Which classifier to choose in NLTK

I want to classify text messages into several categories, for example: “building relationships”, “coordination”, “information sharing”, “knowledge sharing” and “conflict resolution”. I use the NLTK library to process this data. I would like to know which classifier in nltk is better suited for this specific task of classifying several classes.

I plan to use the classification of naive bayes, is this desirable?

+6
source share
2 answers

Naive Bayes is the simplest and most clear classifier, and for this reason it is nice to use it. Solution Trees with a ray search to find a better classification are not much harder to understand, and usually a little better. MaxEnt and SVM tend to be more complex, and SVM requires some configuration in order to qualify.

The most important is the choice of functions + the quantity / quality of the data that you provide!

With your problem, I would first focus on having a good set for training / testing, as well as choosing good features. Since you are asking this question, you did not have much experience in learning machines for NLP, so I would say that starting with Naive Bayes is easy because it does not use complex functions - you can simply label and count words.

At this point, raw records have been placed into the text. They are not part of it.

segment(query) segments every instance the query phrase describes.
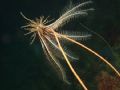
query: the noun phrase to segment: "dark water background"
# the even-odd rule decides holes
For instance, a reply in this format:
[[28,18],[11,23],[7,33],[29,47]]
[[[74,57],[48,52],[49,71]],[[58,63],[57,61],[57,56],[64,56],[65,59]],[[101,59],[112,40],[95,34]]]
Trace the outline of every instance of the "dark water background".
[[[41,44],[36,41],[33,45],[29,45],[29,37],[25,37],[20,29],[20,26],[25,24],[25,20],[20,15],[21,11],[32,19],[40,15],[57,18],[68,2],[69,0],[0,1],[0,90],[82,90],[75,80],[73,81],[76,83],[67,85],[59,79],[45,58]],[[120,70],[120,1],[93,0],[93,2],[93,7],[96,9],[94,15],[84,23],[103,36],[112,46],[117,60],[111,62]],[[101,53],[104,55],[106,50],[109,49]],[[109,53],[110,57],[113,57],[112,52]],[[90,66],[86,61],[86,65],[81,66],[83,71],[80,73],[89,88],[97,90],[95,76],[99,74],[101,68],[97,67],[99,63],[90,63],[93,65]]]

EDIT: Question How do you find the topic of a sentence? , and my answer is also worth a look.

+8
source

Yes, preparing a Naive Bayes classifier for each category and then labeling each message with the class on the basis of which the classifier provides the highest score is the standard first approach to such problems. There are more sophisticated classifier algorithms that you can replace for Naive Bayes if you find that performance is poor, such as the Vector Vector Machine (which, I believe, is available in NLTK through the Weka plugin, but not positive). If you cannot come up with anything specific in this problem area that would make Naieve Bayes especially unsuitable, then you could try it first for many projects.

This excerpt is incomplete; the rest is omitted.